Time Series Datapoint Rule Examples
What this is
This guide documents practical datapoint checks for YourOrgTimeSeries, including scheduling guidance and end-to-end test scripts that use the same handler code deployed to Cognite Functions.
When to use it
Use this guide when authoring and validating datapoint-oriented SHACL checks for time series quality.
Use it with deployment docs when moving from test scripts to scheduled production workflows.
User mental model
- Input: SHACL rules + selected time windows
- Execution: time-window datapoint functions (
cdf_sdk,cdf_indsl) evaluate each series - Output:
DataQualityValidationRecordpass/fail entries
Runtime behavior
Scheduling requirement
Time series datapoint validation should run on a schedule.

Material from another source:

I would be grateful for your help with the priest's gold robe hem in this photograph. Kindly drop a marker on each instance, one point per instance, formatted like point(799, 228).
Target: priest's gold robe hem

The deployed workflow executes the time series handler on a cron cadence and evaluates SHACL window expressions (for example "1h-ago" to "now").
Recommended pattern:
- Run on an hourly cron (for example
2 * * * *). - Use time-window expressions in SHACL that match your cadence.
- Keep cadence and window aligned so records are predictable over time.
For deployment mechanics, see docs/usage/deploy.md (time series workflows are deployed when timeseries_dir is provided).
Included example rule types
The test_and_deploy examples now cover:
- minimum datapoint count (explicit pass + fail)
- stale latest datapoint (modeled as no datapoints in the active window)
- value range bounds (
datapoints_min/datapoints_max) - flatline detection (
max - minspan threshold) - cross-signal consistency (average delta between two series)
Minimal happy path
Scripts
1) Run validation with fake rule id and post to Records
uv run python test_and_deploy/test_yourorg_timeseries_example_rules.py \
--rule-set-id FAKE_YourOrgTimeSeriesExampleRules \
--job-run-id job_manual_ts_examples_001
What this script does:
- selects relevant
YourOrgTimeSeriesexamples from live data - generates SHACL for all rule types above
- uploads SHACL to CDF Files
- calls
handle_timeseries_validationfrom_function_code(same deployed handler path) - posts validation results to
DataQualityValidationRecord
2) Verify what was written to Records
uv run python test_and_deploy/verify_yourorg_timeseries_example_records.py \
--rule-set-id FAKE_YourOrgTimeSeriesExampleRules \
--job-run-id job_job_manual_ts_examples_001 \
--lookback-hours 24
This script filters Records by ruleSetId + jobRunId and reports matched / passed / failed counts.
Real examples
Example snippets
A) Minimum datapoint count (pass/fail pattern)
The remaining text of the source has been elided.